Campaign to Scuttle US FTA a Re-run of Tariff Debate

The Business Council of Australia today called on the ALP to uphold the national interest and ignore last-ditch attempts by union leaders and the Greens to scuttle the US Free Trade Agreement.

BCA President, Mr Hugh Morgan, said efforts to pressure the ALP to discard this historic agreement were short-sighted and a re-run of efforts to prop up protectionism in the 1980s and 90s.

“This campaign has all the hallmarks of what were ultimately failed attempts to stall or wind back reductions in high tariffs, all to protect the vested interests of a comparative few at the expense of Australia’s economic development.

“It claims industry will be ‘decimated’ – the same assertion made when unions opposed tariff reductions.

“All the evidence shows that opening up Australia’s economy to the global markets has been beneficial for jobs growth and living standards for the vast majority of Australians,” Mr Morgan said.

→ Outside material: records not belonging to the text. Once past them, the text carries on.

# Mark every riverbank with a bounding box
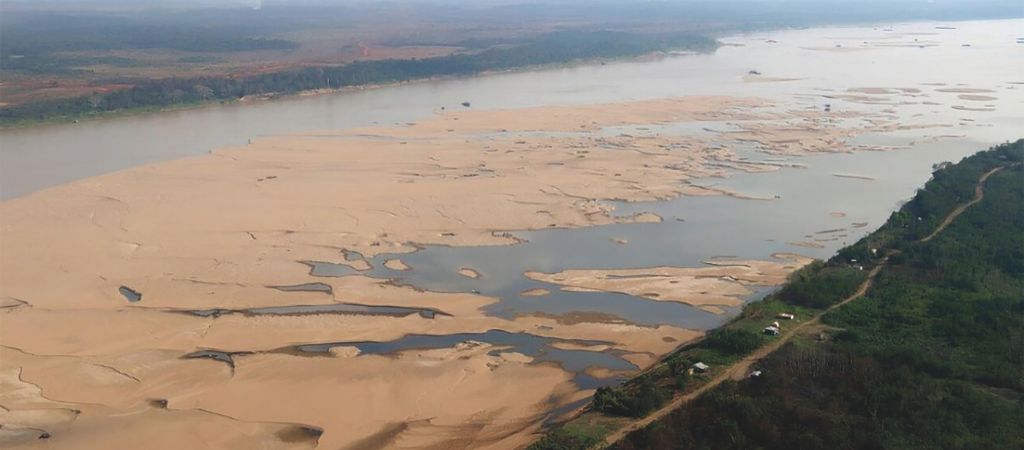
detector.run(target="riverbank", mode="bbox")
[530,140,1024,450]
[0,20,1016,448]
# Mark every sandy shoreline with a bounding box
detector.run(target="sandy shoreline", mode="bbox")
[0,89,966,449]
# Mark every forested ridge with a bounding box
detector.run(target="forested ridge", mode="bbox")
[0,32,717,125]
[534,140,1024,449]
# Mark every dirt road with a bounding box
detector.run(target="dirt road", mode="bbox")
[597,161,1006,448]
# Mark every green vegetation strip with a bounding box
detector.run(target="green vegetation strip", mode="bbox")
[0,32,718,127]
[531,140,1024,449]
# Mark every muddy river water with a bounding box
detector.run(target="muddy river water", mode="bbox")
[0,19,1024,450]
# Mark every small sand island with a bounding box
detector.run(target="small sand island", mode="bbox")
[525,253,811,314]
[0,32,1015,450]
[384,259,413,271]
[459,268,480,279]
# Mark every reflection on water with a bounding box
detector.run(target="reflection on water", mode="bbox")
[0,21,1024,385]
[0,19,1024,200]
[295,330,637,383]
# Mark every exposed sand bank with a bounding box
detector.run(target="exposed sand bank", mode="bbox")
[0,96,937,448]
[526,254,811,313]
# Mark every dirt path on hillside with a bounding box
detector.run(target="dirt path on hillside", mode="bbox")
[597,161,1006,448]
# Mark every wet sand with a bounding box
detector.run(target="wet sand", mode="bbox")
[526,254,811,314]
[0,93,873,448]
[0,20,1024,449]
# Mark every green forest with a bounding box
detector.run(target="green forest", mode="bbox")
[532,140,1024,450]
[0,31,718,126]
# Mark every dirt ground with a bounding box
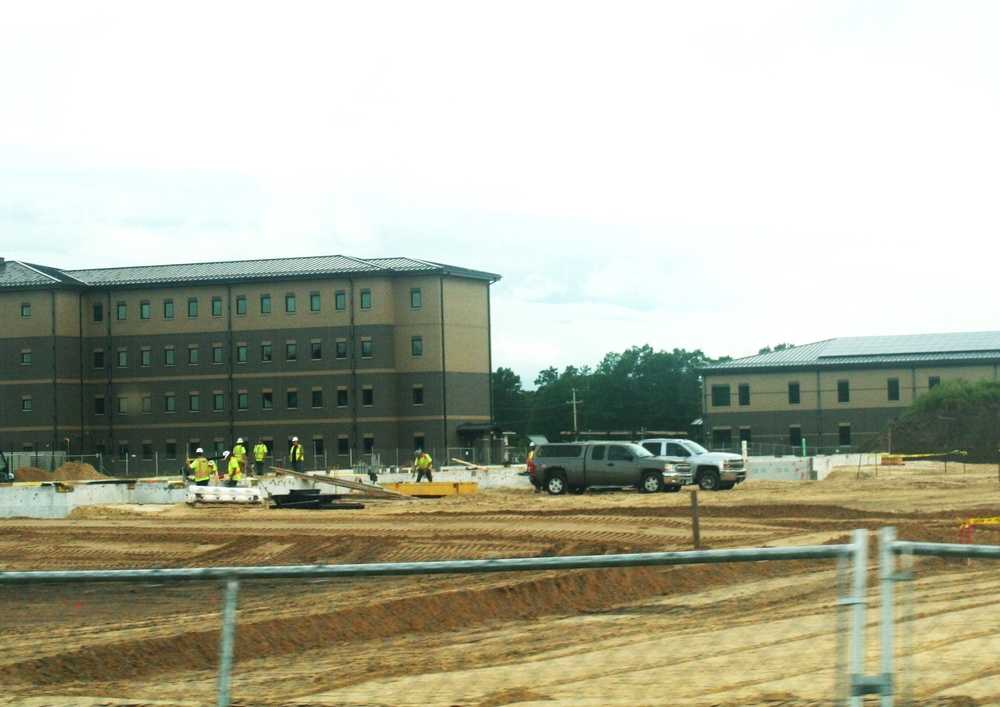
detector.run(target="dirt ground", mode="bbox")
[0,462,1000,707]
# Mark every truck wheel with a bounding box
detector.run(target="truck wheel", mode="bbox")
[545,474,569,496]
[698,469,721,491]
[639,474,663,493]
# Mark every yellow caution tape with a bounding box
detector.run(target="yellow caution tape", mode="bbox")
[890,449,968,459]
[958,518,1000,528]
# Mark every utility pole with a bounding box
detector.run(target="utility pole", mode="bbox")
[569,388,583,440]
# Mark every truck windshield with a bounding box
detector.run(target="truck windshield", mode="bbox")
[628,444,653,459]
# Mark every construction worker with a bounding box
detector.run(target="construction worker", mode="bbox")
[222,452,243,486]
[233,437,247,471]
[288,437,306,473]
[188,447,212,486]
[413,449,434,484]
[253,437,267,476]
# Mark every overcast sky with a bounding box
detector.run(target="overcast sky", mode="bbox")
[0,0,1000,388]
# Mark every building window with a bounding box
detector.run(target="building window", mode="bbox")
[712,385,730,408]
[712,427,733,449]
[887,378,899,400]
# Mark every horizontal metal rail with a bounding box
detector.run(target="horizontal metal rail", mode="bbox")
[891,540,1000,560]
[0,545,855,585]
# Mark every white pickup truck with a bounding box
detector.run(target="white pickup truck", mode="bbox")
[639,439,747,491]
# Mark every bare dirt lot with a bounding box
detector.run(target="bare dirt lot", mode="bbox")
[0,462,1000,707]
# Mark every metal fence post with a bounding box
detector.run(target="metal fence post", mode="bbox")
[218,577,240,707]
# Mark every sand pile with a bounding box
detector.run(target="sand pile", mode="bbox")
[14,462,111,481]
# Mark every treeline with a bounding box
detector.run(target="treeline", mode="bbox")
[493,345,723,440]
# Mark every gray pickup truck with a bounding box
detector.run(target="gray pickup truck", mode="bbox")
[639,438,747,491]
[526,442,691,495]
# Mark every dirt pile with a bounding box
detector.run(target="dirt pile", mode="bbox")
[14,462,111,482]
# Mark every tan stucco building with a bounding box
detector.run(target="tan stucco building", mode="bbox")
[0,255,499,471]
[701,332,1000,453]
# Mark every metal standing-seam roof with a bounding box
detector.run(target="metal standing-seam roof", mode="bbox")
[700,331,1000,372]
[0,255,500,288]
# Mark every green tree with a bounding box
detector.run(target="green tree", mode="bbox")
[493,368,531,437]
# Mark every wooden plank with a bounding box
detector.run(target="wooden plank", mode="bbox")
[269,466,415,501]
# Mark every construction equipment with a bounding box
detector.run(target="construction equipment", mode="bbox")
[271,466,413,501]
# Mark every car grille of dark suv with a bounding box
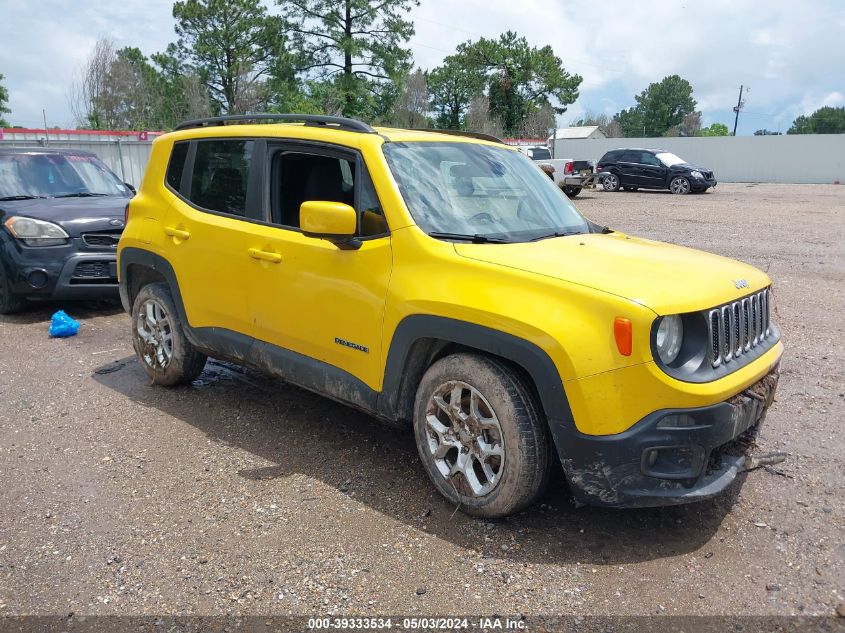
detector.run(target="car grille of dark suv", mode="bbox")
[82,231,121,249]
[71,261,117,284]
[707,288,771,367]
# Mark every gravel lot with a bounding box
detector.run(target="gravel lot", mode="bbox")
[0,184,845,623]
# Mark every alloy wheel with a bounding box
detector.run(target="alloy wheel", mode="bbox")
[425,381,505,497]
[135,299,173,369]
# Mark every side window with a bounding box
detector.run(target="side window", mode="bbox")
[640,152,660,166]
[271,151,387,237]
[188,140,253,217]
[165,141,190,191]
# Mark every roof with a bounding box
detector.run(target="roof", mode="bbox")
[555,125,604,139]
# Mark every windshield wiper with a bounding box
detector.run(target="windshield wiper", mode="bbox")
[53,191,109,198]
[528,231,581,242]
[429,231,511,244]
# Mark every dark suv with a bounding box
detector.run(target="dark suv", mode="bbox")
[0,147,132,314]
[596,149,716,194]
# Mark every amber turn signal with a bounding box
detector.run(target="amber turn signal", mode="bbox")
[613,317,634,356]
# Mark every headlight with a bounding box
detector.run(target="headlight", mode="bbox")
[4,215,70,246]
[654,314,684,365]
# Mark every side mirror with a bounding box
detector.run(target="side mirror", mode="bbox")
[299,200,361,250]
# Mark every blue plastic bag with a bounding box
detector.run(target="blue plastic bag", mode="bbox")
[50,310,79,338]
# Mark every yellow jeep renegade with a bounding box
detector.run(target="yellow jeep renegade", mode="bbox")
[118,115,783,517]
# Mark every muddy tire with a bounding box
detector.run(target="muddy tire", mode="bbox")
[132,283,207,387]
[414,354,551,518]
[0,262,27,314]
[601,173,622,191]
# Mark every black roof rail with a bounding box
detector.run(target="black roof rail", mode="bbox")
[413,128,505,145]
[173,114,377,134]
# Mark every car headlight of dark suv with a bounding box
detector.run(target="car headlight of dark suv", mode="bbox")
[4,215,70,246]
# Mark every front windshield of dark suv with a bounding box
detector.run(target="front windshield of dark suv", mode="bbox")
[383,142,590,242]
[0,151,130,200]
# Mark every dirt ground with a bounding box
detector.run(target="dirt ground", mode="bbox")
[0,184,845,623]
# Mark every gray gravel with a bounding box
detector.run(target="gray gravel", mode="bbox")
[0,185,845,615]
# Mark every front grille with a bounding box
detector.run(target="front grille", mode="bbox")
[71,261,116,284]
[707,288,771,367]
[82,232,120,248]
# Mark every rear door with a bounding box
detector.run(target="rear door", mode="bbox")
[640,152,667,189]
[156,138,264,334]
[242,142,392,389]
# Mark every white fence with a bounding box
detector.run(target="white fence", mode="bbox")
[0,134,153,188]
[554,134,845,184]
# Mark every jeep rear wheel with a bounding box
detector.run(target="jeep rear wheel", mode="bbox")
[414,354,550,518]
[132,283,207,387]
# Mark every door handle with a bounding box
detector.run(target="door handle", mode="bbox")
[164,226,191,241]
[248,248,282,264]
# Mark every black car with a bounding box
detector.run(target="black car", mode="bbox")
[596,149,716,194]
[0,147,133,314]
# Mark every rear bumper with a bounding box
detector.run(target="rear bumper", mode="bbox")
[0,238,118,299]
[561,367,778,507]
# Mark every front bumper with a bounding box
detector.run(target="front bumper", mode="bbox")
[0,238,118,299]
[561,367,778,507]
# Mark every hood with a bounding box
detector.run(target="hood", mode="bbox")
[0,196,130,237]
[455,233,771,315]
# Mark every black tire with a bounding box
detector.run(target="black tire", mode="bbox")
[601,172,622,191]
[669,176,692,196]
[132,283,208,387]
[0,262,27,314]
[414,353,551,518]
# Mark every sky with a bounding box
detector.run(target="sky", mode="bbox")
[0,0,845,135]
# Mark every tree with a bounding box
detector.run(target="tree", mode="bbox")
[786,106,845,134]
[466,95,505,137]
[455,31,581,134]
[393,68,429,129]
[428,55,484,130]
[698,123,730,136]
[0,73,12,127]
[615,75,696,137]
[277,0,419,119]
[173,0,285,114]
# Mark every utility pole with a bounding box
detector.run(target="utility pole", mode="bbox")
[733,86,745,136]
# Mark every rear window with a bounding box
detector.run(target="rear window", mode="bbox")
[166,141,188,191]
[188,140,253,217]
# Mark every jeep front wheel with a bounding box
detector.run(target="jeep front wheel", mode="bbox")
[132,283,207,387]
[414,354,550,518]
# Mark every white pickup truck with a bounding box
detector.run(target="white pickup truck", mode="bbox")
[517,145,595,198]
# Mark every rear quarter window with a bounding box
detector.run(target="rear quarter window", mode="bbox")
[165,141,188,191]
[188,140,254,217]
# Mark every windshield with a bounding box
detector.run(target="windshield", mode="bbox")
[383,142,589,242]
[656,152,687,167]
[0,152,129,198]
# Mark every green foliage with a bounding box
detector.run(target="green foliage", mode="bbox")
[444,31,582,134]
[786,106,845,134]
[171,0,285,114]
[0,73,11,127]
[698,123,730,136]
[614,75,696,137]
[277,0,419,121]
[428,55,484,130]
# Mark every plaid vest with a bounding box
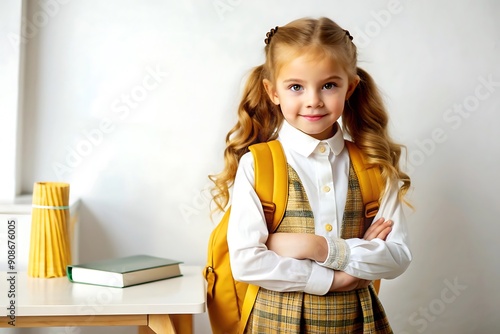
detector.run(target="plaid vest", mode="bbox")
[245,164,392,334]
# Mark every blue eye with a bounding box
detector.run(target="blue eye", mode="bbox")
[323,82,337,90]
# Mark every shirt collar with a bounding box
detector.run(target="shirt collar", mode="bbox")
[278,120,344,157]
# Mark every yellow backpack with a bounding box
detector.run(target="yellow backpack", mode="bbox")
[203,140,383,334]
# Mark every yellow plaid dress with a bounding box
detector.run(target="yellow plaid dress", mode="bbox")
[245,164,392,334]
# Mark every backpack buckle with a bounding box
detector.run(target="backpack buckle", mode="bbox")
[262,202,276,232]
[365,201,379,218]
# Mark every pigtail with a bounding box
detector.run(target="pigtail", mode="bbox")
[209,65,283,211]
[342,67,411,200]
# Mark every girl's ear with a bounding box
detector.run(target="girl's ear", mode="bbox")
[262,79,280,105]
[345,75,361,100]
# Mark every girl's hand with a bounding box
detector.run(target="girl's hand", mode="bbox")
[330,270,371,292]
[363,218,393,241]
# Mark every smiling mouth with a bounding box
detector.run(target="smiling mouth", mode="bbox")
[302,115,325,121]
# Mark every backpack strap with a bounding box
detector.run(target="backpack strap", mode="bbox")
[239,140,288,333]
[249,140,288,233]
[345,140,384,219]
[345,140,384,294]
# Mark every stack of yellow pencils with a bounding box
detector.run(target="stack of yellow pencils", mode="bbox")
[28,182,71,277]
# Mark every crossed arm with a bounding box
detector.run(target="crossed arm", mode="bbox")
[266,218,393,292]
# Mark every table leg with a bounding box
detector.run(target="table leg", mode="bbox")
[170,314,193,334]
[139,314,193,334]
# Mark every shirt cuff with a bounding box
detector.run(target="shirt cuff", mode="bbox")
[316,237,351,271]
[304,261,333,296]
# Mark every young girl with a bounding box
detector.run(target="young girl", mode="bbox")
[210,18,411,333]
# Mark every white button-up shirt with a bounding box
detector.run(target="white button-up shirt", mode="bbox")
[227,121,411,295]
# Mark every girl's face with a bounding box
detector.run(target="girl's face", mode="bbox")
[263,53,359,140]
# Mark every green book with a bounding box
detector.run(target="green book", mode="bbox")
[66,255,182,288]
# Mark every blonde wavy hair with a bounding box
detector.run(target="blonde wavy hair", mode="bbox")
[209,17,411,211]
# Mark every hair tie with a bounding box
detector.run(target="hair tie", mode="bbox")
[344,29,353,41]
[264,26,278,45]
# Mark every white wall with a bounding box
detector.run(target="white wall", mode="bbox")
[0,0,500,334]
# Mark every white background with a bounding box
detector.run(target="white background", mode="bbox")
[0,0,500,334]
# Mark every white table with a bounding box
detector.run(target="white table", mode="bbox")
[0,265,206,334]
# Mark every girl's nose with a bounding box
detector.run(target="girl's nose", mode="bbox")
[307,91,323,108]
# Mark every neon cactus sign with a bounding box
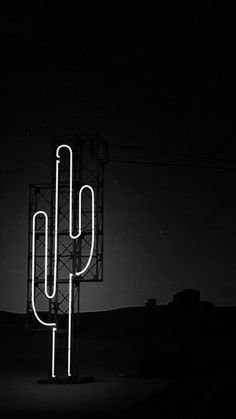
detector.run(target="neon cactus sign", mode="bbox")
[31,144,95,378]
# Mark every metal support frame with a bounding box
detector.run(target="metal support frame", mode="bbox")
[27,136,107,377]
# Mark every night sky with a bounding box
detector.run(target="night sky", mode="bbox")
[0,2,236,312]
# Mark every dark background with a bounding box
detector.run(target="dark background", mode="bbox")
[0,2,236,312]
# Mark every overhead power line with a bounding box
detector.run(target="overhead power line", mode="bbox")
[109,159,236,171]
[108,143,236,163]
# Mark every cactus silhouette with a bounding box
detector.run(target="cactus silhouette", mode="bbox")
[31,144,95,378]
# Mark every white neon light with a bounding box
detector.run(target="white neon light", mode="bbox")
[31,211,56,327]
[32,144,95,377]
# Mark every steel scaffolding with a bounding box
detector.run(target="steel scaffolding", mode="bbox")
[27,136,107,377]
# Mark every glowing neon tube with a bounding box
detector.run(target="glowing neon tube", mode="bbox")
[32,144,95,377]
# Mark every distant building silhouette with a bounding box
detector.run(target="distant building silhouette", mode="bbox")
[173,289,200,307]
[145,298,157,308]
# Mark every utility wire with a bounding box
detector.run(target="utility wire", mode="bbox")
[108,159,236,170]
[108,143,236,163]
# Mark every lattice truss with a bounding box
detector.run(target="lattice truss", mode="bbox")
[27,136,107,329]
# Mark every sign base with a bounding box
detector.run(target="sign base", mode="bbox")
[37,376,96,384]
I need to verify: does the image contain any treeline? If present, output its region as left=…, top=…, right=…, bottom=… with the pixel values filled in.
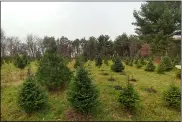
left=1, top=30, right=143, bottom=60
left=1, top=1, right=181, bottom=60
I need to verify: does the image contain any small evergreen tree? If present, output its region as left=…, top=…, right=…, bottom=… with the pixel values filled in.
left=14, top=55, right=29, bottom=69
left=157, top=62, right=165, bottom=74
left=118, top=83, right=139, bottom=111
left=173, top=55, right=181, bottom=66
left=125, top=57, right=129, bottom=65
left=145, top=60, right=155, bottom=72
left=161, top=56, right=173, bottom=71
left=104, top=57, right=109, bottom=66
left=176, top=69, right=181, bottom=79
left=95, top=55, right=102, bottom=67
left=134, top=58, right=138, bottom=64
left=128, top=59, right=133, bottom=66
left=140, top=57, right=146, bottom=65
left=68, top=67, right=98, bottom=113
left=36, top=39, right=72, bottom=90
left=164, top=85, right=181, bottom=109
left=111, top=57, right=125, bottom=72
left=18, top=76, right=48, bottom=113
left=74, top=58, right=83, bottom=69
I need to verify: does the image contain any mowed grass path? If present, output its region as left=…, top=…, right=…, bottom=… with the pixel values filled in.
left=1, top=61, right=180, bottom=121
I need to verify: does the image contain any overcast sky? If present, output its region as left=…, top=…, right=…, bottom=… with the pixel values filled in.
left=1, top=2, right=144, bottom=40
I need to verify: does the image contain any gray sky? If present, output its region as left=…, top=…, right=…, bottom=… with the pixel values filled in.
left=1, top=2, right=144, bottom=40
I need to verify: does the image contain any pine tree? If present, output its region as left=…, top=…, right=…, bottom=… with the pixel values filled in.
left=162, top=56, right=173, bottom=71
left=163, top=84, right=181, bottom=109
left=74, top=57, right=83, bottom=69
left=157, top=62, right=165, bottom=74
left=68, top=67, right=98, bottom=113
left=145, top=60, right=155, bottom=72
left=118, top=83, right=139, bottom=111
left=18, top=76, right=48, bottom=113
left=140, top=57, right=146, bottom=65
left=111, top=57, right=125, bottom=72
left=128, top=59, right=133, bottom=66
left=173, top=55, right=181, bottom=66
left=136, top=61, right=142, bottom=69
left=36, top=39, right=72, bottom=90
left=125, top=57, right=129, bottom=65
left=14, top=55, right=29, bottom=69
left=95, top=55, right=102, bottom=67
left=134, top=58, right=138, bottom=64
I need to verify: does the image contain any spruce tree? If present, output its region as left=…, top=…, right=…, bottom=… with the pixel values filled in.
left=134, top=58, right=138, bottom=64
left=18, top=76, right=48, bottom=113
left=140, top=57, right=146, bottom=65
left=14, top=55, right=29, bottom=69
left=145, top=60, right=155, bottom=72
left=157, top=62, right=165, bottom=74
left=74, top=57, right=83, bottom=69
left=118, top=83, right=140, bottom=112
left=111, top=57, right=125, bottom=72
left=128, top=58, right=133, bottom=66
left=173, top=55, right=181, bottom=66
left=163, top=84, right=181, bottom=109
left=68, top=67, right=98, bottom=113
left=162, top=56, right=173, bottom=71
left=95, top=55, right=102, bottom=67
left=136, top=61, right=142, bottom=69
left=36, top=39, right=72, bottom=90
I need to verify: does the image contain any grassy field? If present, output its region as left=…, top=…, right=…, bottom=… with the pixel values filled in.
left=1, top=61, right=180, bottom=121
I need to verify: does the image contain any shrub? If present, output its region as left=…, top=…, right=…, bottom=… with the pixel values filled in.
left=173, top=55, right=181, bottom=65
left=118, top=84, right=139, bottom=111
left=125, top=58, right=129, bottom=65
left=136, top=62, right=142, bottom=69
left=74, top=58, right=83, bottom=68
left=161, top=56, right=173, bottom=71
left=163, top=85, right=181, bottom=109
left=36, top=52, right=72, bottom=90
left=134, top=59, right=138, bottom=64
left=95, top=55, right=102, bottom=67
left=18, top=77, right=48, bottom=113
left=128, top=59, right=133, bottom=66
left=140, top=57, right=146, bottom=65
left=14, top=55, right=29, bottom=69
left=104, top=58, right=109, bottom=66
left=176, top=69, right=181, bottom=79
left=68, top=67, right=98, bottom=113
left=145, top=60, right=155, bottom=72
left=111, top=57, right=125, bottom=72
left=157, top=62, right=165, bottom=74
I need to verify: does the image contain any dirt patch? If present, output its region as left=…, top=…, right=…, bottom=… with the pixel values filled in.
left=66, top=110, right=92, bottom=121
left=145, top=87, right=157, bottom=93
left=108, top=76, right=116, bottom=81
left=101, top=72, right=109, bottom=75
left=119, top=72, right=126, bottom=75
left=113, top=85, right=123, bottom=90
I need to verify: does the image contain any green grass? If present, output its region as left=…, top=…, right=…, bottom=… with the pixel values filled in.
left=1, top=61, right=180, bottom=121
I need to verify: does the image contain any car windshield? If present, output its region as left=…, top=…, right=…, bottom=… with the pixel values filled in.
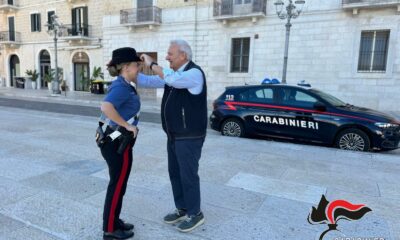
left=310, top=89, right=346, bottom=107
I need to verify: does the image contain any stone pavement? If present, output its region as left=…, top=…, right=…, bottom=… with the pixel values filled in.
left=0, top=87, right=400, bottom=119
left=0, top=107, right=400, bottom=240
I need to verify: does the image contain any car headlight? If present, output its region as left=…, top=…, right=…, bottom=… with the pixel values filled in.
left=375, top=123, right=400, bottom=128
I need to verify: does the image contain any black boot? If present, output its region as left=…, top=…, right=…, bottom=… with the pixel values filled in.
left=118, top=219, right=135, bottom=231
left=103, top=229, right=134, bottom=240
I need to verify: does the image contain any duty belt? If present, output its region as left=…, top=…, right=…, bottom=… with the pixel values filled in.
left=99, top=112, right=140, bottom=141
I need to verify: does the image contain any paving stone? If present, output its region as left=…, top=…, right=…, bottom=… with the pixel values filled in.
left=0, top=192, right=102, bottom=239
left=227, top=173, right=326, bottom=203
left=21, top=171, right=108, bottom=200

“The principles behind supporting a free trade agreement with the world’s largest economy are the same as those behind tariff reductions – creating a freer movement of goods, services and investment that have ultimately benefited Australia.

“In some cases, there will be greater competition for jobs and investment, but the potential for opportunities to trade with the world’s largest, richest and most technologically advanced economy will far outweigh the downsides. It is Australia’s willingness to embrace this type of competition over the last decade that has lead to the economic growth that we currently enjoy.”

Mr Morgan said the release of a union survey on the weekend, aimed at pressuring Labor to reject the agreement, should have focused on the 41 per cent support for the agreement which the survey identified.

It should have also highlighted that only 12 per cent wanted the ALP to reject a free trade agreement with the US, with 80 per cent wanting Labor to support the agreement or some variation of it.

“Given the level of misinformation being spread about the FTA – of which the spin on this survey is another example – this is a telling result. Support will only increase once the agreement is in place and the community realises that the negatives promoted by some groups do not eventuate.”

Mr Morgan said business was particularly concerned with reports that the Australian Greens were making its preference support contingent on Labor blocking the agreement.

“The potential dangers of being the only country which had negotiated but then rejected a FTA with the world’s most dynamic economy were real,” he said.

“Australian cannot afford to send a message to our trading partners, to current and future investors in Australia, as well as our own business community that we will only participate in an open global economy on narrow terms.”